13/ A ce stade, et en attendant des recherches complémentaires (en cours), on va compter une seule fusion pour les réacteurs EL de Saclay. Enfin, la 5éme fusion de combustible s’est déroulée à Grenoble en 1967 sur le réacteur de recherche Siloé.

14/ On en trouve la trace dans ce rapport de l’AIEA. Il s’agit à priori de quelques grammes (36,8 g) d’uranium avec des rejets jugés « insignifiants ».

www-ns.iaea.org/downloads/ni/t…

15/ Pour conclure, on peut, à ce stade, décompter au moins 5 fusions de combustible sur les réacteurs nucléaires français (11,7 % ont donné cette réponse). La dernière s’est déroulée en 1980 sur un réacteur UNGG de Saint-Laurent-des-Eaux.

16/ En 1950-1960, il y a de fortes chances pour que d’autres fusions (Saclay/Marcoule) se soient produites (donc la réponse 7 (4,7%) n’est pas à exclure). A l’époque, ces fusions sont souvent considérées comme des incidents faisant partie de l’apprentissage des réacteurs.

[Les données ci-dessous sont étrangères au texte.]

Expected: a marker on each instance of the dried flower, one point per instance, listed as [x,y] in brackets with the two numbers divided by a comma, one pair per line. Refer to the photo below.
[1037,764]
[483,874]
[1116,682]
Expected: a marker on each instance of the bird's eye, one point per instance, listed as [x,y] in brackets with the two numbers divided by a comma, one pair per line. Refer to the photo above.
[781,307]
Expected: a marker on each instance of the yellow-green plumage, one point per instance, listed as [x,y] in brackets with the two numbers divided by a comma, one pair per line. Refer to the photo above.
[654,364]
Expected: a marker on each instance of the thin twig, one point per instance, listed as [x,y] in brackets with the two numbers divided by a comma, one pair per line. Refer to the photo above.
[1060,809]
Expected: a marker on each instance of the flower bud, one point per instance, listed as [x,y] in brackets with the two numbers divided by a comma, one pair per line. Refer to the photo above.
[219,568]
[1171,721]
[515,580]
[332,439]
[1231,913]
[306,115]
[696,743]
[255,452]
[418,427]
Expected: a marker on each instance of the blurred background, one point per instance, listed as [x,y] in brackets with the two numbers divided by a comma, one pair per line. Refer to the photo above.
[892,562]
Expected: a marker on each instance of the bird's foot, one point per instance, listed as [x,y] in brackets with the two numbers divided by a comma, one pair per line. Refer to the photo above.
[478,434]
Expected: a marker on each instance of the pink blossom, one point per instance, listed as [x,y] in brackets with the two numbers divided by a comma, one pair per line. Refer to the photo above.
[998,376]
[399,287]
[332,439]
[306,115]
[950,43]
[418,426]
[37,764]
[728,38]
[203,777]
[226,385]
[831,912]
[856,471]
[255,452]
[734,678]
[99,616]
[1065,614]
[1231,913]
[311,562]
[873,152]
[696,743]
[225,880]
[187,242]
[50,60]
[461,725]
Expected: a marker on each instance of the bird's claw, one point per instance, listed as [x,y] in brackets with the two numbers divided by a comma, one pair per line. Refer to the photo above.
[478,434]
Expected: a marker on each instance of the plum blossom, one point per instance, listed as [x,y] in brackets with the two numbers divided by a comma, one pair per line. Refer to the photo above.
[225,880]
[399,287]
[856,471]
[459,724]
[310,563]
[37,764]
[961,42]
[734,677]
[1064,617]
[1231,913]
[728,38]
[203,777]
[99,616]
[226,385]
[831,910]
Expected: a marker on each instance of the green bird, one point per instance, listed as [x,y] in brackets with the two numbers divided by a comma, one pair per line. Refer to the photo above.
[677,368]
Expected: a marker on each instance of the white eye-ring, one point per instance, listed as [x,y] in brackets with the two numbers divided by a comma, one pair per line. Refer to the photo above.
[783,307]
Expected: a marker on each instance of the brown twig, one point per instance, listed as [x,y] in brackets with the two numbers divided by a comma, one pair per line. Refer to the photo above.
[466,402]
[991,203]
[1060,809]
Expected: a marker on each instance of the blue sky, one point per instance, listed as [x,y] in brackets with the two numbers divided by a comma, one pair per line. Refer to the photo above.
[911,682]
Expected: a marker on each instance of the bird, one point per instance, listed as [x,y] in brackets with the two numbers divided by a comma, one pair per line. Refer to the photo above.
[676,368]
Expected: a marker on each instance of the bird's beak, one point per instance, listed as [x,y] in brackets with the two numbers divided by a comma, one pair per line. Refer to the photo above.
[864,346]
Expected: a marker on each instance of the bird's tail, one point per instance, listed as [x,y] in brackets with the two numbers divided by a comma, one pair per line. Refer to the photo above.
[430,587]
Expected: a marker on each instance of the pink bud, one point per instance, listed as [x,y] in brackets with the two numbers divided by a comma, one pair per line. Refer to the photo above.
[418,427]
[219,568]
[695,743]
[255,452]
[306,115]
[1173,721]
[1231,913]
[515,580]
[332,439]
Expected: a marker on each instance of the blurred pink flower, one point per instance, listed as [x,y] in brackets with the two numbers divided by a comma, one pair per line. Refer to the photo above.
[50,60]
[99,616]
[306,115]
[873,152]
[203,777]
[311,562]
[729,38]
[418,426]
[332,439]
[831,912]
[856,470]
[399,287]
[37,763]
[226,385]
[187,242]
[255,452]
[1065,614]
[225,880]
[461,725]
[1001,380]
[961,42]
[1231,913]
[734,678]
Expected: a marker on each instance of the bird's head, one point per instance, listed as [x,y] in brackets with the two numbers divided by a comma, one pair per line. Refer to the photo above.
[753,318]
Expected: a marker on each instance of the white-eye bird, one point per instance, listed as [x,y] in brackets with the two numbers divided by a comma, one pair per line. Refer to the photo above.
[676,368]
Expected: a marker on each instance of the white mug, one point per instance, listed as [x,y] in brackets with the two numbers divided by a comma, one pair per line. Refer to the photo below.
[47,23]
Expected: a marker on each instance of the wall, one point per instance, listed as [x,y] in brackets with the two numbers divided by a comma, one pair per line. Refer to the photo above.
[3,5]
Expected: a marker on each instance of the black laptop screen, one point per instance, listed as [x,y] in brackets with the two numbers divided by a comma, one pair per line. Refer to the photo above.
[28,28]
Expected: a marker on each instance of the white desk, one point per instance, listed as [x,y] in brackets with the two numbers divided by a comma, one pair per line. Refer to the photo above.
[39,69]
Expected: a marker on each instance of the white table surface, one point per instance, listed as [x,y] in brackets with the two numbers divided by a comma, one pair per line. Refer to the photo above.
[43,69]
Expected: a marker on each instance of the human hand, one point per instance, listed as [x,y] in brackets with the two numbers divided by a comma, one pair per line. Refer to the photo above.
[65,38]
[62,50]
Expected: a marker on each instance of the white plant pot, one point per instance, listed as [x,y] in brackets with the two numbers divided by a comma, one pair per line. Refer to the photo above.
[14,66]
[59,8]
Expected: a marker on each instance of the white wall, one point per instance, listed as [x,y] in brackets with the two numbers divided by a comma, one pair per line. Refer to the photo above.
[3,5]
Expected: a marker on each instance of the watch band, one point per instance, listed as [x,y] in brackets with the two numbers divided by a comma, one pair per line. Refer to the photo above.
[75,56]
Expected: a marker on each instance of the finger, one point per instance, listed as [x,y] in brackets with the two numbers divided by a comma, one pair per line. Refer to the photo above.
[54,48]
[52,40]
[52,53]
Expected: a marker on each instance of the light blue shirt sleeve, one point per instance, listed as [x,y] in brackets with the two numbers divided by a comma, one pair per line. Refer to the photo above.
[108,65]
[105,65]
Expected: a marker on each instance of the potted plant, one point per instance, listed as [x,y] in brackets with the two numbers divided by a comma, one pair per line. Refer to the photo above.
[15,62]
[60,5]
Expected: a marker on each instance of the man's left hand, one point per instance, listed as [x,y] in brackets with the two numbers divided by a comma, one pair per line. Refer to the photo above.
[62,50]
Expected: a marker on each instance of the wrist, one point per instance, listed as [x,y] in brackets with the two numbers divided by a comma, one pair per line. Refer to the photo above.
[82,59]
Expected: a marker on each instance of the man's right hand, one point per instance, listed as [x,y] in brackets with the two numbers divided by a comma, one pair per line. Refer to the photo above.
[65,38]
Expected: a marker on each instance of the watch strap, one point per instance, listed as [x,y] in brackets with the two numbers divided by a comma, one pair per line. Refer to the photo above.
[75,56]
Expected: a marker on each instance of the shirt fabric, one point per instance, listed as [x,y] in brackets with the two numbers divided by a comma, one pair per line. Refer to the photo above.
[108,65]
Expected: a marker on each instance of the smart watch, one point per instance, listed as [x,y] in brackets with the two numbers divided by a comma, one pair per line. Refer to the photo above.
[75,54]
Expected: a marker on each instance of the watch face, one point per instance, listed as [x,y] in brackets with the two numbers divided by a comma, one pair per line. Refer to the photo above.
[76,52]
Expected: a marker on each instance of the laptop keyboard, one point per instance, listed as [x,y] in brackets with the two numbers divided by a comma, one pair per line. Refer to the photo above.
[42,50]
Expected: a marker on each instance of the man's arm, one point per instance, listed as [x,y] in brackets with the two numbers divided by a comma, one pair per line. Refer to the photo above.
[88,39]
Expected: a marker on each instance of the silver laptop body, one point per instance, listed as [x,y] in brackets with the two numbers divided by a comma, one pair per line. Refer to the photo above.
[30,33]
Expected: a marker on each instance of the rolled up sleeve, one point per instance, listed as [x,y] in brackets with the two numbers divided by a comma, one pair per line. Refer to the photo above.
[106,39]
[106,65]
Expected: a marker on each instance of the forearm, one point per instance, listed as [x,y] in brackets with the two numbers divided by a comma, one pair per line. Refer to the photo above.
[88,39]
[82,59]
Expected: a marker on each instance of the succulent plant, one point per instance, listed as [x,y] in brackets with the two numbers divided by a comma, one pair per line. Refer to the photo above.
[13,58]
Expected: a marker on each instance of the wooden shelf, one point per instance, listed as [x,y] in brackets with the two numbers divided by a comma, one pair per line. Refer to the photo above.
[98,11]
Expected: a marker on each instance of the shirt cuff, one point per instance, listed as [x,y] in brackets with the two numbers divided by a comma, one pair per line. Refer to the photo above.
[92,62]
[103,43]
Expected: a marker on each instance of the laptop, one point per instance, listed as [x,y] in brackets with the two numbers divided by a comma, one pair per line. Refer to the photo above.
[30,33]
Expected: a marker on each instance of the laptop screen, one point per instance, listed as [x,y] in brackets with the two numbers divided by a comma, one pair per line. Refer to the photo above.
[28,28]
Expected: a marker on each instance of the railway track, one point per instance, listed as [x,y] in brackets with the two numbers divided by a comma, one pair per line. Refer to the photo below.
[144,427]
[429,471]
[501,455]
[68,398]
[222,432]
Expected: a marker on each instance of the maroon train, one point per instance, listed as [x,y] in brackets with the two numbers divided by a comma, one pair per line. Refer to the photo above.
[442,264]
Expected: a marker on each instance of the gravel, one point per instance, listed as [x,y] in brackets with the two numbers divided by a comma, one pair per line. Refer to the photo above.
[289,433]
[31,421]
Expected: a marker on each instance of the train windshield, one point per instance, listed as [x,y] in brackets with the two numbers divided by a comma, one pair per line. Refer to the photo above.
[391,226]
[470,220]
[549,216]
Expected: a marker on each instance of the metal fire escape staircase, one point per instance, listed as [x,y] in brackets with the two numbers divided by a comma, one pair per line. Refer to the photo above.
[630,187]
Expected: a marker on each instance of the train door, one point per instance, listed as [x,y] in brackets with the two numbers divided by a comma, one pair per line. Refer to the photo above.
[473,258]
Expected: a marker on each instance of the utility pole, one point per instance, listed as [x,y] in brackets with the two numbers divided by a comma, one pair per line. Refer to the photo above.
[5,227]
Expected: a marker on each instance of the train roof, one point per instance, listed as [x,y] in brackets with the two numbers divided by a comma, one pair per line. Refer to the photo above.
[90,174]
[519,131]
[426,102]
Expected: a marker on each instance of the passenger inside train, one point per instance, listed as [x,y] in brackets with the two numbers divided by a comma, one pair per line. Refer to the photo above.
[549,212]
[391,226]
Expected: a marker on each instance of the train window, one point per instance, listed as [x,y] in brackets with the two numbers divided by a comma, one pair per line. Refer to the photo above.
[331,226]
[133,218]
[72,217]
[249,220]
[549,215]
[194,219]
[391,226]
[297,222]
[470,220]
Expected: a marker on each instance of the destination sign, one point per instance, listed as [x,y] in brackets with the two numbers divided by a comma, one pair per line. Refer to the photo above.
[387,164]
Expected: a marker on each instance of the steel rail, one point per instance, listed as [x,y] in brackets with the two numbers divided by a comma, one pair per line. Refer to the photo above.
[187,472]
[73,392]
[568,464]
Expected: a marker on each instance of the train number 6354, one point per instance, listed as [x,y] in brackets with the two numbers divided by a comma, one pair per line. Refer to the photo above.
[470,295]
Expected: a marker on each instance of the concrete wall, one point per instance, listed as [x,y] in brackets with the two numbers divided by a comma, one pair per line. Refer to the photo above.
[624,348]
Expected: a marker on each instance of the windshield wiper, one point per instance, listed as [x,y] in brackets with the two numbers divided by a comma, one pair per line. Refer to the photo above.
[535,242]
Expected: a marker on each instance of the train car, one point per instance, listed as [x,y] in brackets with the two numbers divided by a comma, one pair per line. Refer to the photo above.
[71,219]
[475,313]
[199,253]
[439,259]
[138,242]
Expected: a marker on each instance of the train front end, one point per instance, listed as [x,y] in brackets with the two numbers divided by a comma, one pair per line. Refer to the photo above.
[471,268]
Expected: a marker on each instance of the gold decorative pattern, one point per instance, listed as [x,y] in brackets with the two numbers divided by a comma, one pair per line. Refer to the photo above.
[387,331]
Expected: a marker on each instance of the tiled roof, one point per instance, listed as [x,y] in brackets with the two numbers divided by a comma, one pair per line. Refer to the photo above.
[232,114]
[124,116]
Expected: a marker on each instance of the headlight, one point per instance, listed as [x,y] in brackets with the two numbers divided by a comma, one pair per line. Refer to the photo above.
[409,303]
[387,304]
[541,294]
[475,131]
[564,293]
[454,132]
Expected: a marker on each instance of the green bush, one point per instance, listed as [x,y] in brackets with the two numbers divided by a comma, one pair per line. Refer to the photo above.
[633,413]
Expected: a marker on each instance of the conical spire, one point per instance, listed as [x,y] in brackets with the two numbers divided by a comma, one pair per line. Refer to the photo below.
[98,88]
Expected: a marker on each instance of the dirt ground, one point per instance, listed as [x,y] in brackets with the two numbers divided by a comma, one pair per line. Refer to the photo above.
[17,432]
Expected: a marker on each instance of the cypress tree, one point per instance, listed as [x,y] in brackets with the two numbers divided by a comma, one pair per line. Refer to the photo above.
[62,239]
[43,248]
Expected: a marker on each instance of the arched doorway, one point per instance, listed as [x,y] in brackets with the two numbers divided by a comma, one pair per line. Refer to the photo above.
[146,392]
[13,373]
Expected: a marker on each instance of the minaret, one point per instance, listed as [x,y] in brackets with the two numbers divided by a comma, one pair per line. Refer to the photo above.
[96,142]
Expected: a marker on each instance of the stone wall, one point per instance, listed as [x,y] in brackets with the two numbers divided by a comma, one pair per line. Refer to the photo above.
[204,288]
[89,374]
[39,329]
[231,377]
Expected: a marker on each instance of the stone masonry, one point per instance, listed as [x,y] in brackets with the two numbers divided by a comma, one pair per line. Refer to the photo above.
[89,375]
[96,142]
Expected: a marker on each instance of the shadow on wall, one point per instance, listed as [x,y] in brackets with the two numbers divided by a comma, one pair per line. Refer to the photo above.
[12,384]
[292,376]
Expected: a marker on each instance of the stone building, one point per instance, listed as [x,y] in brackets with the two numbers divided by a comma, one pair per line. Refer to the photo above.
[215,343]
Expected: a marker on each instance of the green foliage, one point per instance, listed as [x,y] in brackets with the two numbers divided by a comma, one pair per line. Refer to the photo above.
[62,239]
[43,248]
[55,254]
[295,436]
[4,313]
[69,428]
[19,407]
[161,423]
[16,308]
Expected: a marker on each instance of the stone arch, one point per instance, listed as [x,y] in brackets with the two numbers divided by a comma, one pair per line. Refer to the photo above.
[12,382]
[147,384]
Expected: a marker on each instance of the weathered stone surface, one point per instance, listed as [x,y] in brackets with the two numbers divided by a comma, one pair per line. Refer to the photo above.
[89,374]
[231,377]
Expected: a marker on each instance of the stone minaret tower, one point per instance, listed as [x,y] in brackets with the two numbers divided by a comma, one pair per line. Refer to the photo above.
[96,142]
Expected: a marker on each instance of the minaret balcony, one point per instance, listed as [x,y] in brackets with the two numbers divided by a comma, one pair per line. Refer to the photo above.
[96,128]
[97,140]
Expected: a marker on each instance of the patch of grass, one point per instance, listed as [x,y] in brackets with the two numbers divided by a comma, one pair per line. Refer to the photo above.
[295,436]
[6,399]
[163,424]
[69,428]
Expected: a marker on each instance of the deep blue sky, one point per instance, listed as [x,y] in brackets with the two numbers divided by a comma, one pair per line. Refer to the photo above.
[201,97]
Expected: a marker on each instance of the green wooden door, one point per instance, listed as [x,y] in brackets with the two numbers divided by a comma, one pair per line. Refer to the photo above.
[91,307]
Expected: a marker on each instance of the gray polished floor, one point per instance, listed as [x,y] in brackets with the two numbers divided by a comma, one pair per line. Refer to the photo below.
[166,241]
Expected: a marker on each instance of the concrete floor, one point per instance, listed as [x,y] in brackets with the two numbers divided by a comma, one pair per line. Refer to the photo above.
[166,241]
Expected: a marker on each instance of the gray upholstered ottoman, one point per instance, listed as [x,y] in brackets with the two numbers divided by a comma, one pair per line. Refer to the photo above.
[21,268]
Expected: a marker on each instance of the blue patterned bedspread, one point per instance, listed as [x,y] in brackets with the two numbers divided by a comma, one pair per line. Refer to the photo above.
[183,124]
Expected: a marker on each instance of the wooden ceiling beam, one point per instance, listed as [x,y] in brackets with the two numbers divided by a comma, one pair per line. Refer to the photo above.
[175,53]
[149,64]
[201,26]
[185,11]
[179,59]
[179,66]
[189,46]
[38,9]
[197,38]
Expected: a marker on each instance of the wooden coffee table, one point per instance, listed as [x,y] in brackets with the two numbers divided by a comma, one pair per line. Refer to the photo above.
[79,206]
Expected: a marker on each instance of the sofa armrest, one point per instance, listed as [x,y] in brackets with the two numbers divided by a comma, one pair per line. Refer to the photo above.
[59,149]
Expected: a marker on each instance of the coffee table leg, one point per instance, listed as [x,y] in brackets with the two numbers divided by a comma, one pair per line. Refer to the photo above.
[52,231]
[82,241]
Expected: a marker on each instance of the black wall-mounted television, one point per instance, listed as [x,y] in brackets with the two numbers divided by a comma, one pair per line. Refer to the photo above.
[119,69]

17/ A travers mes recherches, j’ai l’objectif de leur trouver une place dans l’histoire de la sûreté nucléaire/radioprotection, qui fait souvent la part belle aux accidents graves. C’est aussi un devoir de mémoire qui me semble important pour l’industrie nucléaire et la société.

18/ On peut toutefois difficilement comparer ces fusions, souvent passées inaperçues, avec ce qui pourrait se produire sur un REP aujourd’hui en France : une fusion de combustible, même sans impact sur l’environnement, aurait un impact médiatique et politique majeur.